1.22.2007

Beyond Memory

To ease our access to history my mother pulled our home movies from the closet and transferred them to disk. As I pop DVDs into my player, images of my mother in her youth move before me – parading coyly before the camera, in a cowgirl costume dancing with friends, posing with her brother – and I sit transfixed meeting a person I’ve never known.

And the journey continues from my parents as teens freshly in love before the promises of forever to my sister’s arrival. She appears serious and observational, the dramatic demonstration of the personality she still inhabits. My brother comes next, altering the family balance and casting the players into new roles. Finally I appear causing yet another shift.

I watch myself as a baby and a toddler living a life of which I have no memory. “But that’s me,” I think to myself. It’s so foreign, so inaccessible. It might as well be someone else’s life. And I can’t help but wonder how to calculate the value of what I can’t remember.

Seeing my family before my existence, in motion, offers a kind of understanding that anecdotes, still photos, and description will never provide. The way my mother walked as a teen. How my grandfather always mugged and performed for the camera using whatever props were at hand – a garden hose, a diving board, another person. His spirit of play greets me in a way that I never experienced in the flesh. Unknown faces appear representing an unknown story. It’s a tease. I want to dig deeper, to sit my mother down and ask questions.

I continue watching and come to a gap in the history. Life between my third and eighth year doesn’t exist. “Mom, there’s nothing of all the roadtrips we took when I was four.” I say. “Sun Valley. Crater Lake. Nothing.” And her simple response of, “Really?” rather than, “You’re kidding? We were shooting movies all the time,” leads me to imagine that the films aren’t missing from the neatly labeled and organized box of 16 and 8mm treasures.

If the cameras stopped rolling, what altered my parents’ need to preserve our adventures and milestones on film? Had they recognized they would not go forward as a family? Had the unraveling begun? Or was it just the syndrome of an aging family where the tireless documenting slows down?

1969 and 1970 present two offerings: my sister’s high school graduation and a random day as I played with my two dogs. Then all the recorded moving history ends, as did our family unit.

I think of the closet of home videos of my son. Will he recognize the day his parents split up by the sudden absence of his father in the videos? Will the visual shift speak poignantly or appear as a simple marker in our family’s history?

And I see that I owe my son the preservation of his father in this time, that since the camera lives in my hands, I should film his dad whenever he appears, whenever they are together, or in the least, hand over the camera to them to capture their own moments.

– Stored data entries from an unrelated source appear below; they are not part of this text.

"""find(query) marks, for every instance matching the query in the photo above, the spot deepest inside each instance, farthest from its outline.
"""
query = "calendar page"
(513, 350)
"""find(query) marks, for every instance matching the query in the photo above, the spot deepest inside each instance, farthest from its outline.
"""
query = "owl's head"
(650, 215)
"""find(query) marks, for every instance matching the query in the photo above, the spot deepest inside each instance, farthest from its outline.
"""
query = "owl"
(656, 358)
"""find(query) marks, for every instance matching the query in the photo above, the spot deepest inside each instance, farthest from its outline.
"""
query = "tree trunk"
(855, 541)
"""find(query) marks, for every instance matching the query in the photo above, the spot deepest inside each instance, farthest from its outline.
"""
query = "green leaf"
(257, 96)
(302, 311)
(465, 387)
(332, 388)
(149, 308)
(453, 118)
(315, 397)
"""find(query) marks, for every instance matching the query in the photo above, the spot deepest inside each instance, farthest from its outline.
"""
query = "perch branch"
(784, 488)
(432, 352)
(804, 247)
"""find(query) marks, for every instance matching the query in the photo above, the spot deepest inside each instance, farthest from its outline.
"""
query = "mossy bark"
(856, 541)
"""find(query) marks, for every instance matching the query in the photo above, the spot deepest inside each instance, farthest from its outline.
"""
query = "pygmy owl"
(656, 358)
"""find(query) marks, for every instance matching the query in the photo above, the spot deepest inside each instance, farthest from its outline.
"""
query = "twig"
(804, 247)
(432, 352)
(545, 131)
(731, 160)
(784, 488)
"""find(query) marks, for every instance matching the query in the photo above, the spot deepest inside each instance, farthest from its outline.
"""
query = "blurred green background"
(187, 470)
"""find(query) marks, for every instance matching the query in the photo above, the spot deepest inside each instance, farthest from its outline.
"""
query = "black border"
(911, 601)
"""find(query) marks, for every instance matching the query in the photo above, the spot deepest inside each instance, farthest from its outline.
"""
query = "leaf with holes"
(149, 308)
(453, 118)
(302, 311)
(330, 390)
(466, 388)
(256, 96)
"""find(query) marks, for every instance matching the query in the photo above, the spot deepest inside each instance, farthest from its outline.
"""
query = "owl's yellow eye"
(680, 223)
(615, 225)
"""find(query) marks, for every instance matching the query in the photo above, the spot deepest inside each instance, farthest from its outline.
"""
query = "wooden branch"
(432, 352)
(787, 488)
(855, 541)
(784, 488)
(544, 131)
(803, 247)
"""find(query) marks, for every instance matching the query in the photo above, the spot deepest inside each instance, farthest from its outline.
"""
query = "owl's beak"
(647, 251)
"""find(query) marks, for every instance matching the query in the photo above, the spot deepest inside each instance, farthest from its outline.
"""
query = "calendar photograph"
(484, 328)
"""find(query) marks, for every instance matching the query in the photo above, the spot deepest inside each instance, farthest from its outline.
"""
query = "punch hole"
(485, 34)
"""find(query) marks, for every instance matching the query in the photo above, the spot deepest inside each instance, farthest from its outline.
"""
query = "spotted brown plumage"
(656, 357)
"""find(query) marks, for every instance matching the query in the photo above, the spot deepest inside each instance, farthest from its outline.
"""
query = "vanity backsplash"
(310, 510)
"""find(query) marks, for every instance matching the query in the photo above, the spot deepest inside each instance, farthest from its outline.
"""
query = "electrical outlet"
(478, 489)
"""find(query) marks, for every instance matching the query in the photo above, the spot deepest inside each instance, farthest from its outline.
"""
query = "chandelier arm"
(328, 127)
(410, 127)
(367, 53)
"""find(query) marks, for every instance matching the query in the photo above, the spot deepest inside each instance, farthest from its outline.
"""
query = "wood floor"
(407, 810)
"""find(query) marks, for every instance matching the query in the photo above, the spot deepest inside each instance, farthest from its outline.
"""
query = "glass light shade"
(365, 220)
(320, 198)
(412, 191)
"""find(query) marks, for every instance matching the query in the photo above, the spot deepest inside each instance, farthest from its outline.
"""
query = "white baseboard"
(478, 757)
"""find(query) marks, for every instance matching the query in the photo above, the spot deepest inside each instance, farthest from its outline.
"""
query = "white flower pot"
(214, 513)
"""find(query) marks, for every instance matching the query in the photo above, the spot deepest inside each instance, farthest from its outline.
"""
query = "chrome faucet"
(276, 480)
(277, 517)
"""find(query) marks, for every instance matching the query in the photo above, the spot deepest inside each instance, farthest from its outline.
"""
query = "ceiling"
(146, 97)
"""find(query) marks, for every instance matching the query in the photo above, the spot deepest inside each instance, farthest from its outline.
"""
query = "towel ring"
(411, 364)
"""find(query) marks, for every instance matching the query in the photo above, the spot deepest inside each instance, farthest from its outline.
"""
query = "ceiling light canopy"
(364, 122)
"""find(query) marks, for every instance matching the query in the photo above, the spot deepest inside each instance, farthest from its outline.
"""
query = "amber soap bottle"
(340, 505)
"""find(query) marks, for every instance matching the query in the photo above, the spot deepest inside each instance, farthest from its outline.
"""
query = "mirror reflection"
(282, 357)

My son will want to remember.

My mom asked me to edit the films she gave me, to compile them in a neat and tidy way, to remove the boring and the blurry, but I can’t get myself to do it. Out of focus or repetitive, lingering or chaotic, all are precious moments, and I don’t want to lose any of them. Adults often say to children, “I was once a kid, too, you know.” The viewable proof is breathtaking.

7 comments:

Anonymous said...

Hi.
I just discovered your blog and I'm enjoying it so much. It's been ages since I found writing that inspired me. I am susbcribed to 5 blogs only. Yours is the sixth. I don't have much faith that I'll find too many worthwhile writers online this year.. it's getting pretty boring. All female bloggers blog unfortunately begin to blog alike...

Girlplustwo said...

ah. i would love to see footage like this - because it's so altogether easy to keep our own assumptions and beliefs close and warm without realizing the wholeness of life that came before us.

i think yes, on the dad taping. just my .02.

Trouble said...

This is a great post. My daughter asked me about a purse today. It's a leather backpack that X gave me before the divorce. Among other items that remind me of him, I can't bring myself to carry it. So, I gave it to her. It is a nice bag, and it was only collecting dust in my closet.

I would wipe every trace of him from my life if I could, but that wouldn't be fair to them. They deserve to have those memories of how things were before.

They deserve to have him in their lives now.

fringes said...

Very nice. I'd love to have video of my parents as kids. What a treasure.

QT said...

Yes, I would love to see my parents at that time as well. I really like this post, it made me think about what some of my earliest memories are as a child.

As for your son's father being included, I also cast my vote in the "yes" category.

Willie Baronet said...

Does this mean they will be on YouTube soon?? ;-)

Unknown said...

You really capture the intrigue of home movies. The way it captures these moments forever, moments we can hardly remember.